Jonathan's Blog

GPT-5: A ChatGPT UI improvement masquerading as a new model

GPT-5 has dropped, to much rejoicing, from many people.

I will go slightly against the grain and say this is a disappointing release. Rather than a substantial new architecture innovation or data improvement, they just tacked a router in front of their models. Now, every prompt will be routed to the model that OpenAI judges is best suited to respond. LLM routers are not novel in any way. OpenRouter–my API provider of choice for a while–has had a model router for a while now. It’s a useful tool to be able to automatically send prompts to the model best suited to the task, but it’s not a novel idea or a huge improvement.

Instead GPT-5 is more of a UI improvement. For a while now, Altman has said publicly that OpenAI wants to do away with the model picker. This makes total sense. Most people don’t have the time or desire to research all the models to really grok their capabilities, read the benchmarks, and know what model is best suited for their task. Most people want something that Just Works™. In this sense, GPT-5 is a huge upgrade to the ChatGPT.com UI. Most people will see huge improvements because most people were probably just using regular old GPT-4o and were disappointed when it couldn’t accurately perform any remotely complex task.

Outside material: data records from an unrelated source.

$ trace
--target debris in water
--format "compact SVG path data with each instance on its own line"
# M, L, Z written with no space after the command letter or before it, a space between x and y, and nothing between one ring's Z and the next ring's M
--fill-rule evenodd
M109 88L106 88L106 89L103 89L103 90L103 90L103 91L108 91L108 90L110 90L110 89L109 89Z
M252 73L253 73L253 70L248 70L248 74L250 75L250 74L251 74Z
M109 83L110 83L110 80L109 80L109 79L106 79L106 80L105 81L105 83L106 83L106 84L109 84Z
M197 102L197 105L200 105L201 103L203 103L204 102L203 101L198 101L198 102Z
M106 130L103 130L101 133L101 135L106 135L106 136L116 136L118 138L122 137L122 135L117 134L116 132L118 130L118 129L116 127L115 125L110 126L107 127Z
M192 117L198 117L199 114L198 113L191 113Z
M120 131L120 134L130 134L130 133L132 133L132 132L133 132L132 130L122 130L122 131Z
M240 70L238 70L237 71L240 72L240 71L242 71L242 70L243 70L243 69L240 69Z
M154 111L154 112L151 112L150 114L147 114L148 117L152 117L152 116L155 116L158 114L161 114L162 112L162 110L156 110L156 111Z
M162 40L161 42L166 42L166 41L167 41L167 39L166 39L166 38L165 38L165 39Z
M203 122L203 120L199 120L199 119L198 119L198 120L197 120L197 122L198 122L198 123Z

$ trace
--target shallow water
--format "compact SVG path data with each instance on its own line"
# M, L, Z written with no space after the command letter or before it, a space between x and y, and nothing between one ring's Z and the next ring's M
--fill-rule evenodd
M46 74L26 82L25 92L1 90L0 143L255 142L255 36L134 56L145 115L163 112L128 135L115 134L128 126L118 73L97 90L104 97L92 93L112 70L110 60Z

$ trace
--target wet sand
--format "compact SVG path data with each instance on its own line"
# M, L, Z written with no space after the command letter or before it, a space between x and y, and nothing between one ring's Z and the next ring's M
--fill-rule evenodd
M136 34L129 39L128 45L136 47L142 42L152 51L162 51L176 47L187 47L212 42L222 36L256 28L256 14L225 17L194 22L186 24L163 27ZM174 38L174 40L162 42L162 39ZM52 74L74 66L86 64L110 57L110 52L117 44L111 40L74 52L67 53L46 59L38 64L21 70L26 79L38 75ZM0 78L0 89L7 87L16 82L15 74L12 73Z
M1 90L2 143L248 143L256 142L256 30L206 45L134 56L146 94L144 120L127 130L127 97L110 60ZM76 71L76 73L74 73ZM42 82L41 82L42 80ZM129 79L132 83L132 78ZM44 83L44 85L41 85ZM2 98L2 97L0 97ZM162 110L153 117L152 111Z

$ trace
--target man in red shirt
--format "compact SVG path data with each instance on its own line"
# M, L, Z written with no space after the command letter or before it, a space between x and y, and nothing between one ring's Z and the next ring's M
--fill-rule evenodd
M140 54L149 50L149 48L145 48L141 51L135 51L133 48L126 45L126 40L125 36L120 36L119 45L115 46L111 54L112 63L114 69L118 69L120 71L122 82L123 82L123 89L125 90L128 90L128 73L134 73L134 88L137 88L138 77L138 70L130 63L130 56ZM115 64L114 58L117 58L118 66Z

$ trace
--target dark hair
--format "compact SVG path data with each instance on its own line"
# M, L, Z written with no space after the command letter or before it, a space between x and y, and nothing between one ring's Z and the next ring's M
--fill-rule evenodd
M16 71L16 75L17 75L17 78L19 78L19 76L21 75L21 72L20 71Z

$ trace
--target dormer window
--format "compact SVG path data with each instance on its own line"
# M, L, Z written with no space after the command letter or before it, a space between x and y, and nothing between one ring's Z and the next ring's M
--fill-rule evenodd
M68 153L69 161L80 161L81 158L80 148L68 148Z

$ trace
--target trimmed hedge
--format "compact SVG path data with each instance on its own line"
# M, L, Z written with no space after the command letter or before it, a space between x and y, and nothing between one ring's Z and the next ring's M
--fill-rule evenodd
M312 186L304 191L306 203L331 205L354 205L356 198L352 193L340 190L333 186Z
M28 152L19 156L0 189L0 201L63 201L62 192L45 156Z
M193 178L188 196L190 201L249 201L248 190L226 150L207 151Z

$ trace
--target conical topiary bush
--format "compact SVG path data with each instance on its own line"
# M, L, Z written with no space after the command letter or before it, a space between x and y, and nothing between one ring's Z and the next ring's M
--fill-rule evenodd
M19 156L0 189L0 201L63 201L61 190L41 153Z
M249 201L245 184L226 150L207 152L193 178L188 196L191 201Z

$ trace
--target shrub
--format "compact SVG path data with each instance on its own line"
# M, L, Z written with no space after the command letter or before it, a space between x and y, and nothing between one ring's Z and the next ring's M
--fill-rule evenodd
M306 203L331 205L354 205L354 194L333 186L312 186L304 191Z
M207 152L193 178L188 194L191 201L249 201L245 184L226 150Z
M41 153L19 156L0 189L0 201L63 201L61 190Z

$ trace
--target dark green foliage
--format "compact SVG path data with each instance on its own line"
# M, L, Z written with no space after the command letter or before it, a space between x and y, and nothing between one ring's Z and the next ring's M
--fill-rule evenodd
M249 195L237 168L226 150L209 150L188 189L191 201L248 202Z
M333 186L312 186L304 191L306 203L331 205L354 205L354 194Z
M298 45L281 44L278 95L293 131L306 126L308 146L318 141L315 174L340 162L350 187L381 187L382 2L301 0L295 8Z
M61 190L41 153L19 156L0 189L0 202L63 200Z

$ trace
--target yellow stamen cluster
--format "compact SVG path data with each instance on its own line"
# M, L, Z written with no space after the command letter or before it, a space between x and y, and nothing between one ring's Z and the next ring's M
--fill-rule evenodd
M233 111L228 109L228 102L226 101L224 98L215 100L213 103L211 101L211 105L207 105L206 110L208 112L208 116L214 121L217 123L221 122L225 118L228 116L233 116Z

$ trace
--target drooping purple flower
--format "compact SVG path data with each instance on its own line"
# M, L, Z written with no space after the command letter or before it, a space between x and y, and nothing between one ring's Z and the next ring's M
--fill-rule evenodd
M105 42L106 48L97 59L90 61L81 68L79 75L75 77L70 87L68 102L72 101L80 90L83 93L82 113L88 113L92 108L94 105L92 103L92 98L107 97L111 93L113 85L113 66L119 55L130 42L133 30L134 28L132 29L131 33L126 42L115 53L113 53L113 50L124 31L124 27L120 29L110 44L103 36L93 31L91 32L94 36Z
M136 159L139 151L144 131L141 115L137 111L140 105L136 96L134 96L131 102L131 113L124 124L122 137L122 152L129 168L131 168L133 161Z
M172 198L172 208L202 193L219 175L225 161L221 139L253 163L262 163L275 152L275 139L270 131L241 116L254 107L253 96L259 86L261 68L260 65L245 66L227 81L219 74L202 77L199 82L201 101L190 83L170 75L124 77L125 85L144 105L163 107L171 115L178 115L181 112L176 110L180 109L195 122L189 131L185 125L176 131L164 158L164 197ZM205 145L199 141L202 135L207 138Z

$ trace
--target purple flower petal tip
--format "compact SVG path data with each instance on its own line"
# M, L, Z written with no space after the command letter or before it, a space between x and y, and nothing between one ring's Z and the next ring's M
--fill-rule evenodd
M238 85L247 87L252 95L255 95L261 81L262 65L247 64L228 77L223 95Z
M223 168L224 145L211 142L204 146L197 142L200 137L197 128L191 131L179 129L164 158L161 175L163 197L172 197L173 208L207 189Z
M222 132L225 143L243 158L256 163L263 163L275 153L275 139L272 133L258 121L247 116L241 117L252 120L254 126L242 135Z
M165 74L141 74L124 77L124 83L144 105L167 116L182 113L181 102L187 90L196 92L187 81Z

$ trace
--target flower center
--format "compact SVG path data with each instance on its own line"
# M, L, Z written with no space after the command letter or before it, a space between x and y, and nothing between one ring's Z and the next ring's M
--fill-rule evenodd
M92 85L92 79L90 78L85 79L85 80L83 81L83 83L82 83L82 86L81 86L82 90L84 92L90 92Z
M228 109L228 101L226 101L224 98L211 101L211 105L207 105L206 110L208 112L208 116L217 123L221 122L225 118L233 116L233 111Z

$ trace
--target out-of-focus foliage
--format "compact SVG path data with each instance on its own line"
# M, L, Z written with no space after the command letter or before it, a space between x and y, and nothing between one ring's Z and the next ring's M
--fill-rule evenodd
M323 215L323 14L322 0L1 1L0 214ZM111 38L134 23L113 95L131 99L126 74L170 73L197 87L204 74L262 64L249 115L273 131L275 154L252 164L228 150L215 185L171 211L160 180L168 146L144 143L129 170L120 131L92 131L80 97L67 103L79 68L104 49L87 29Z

But for substantial model-level improvements, there’s not much here. Certainly not enough to justify the massive amounts of hype. Again, OpenRouter has had their own model router for years at this point. If you’re using a single interface for every task and you aren’t very good at manually picking your own model, then you’ll probably see an improvement. If you already use different models in different interfaces (one model for coding, another for chatting, etc.), or know the capabilities of each model and switch between them, then this isn’t much of an improvement.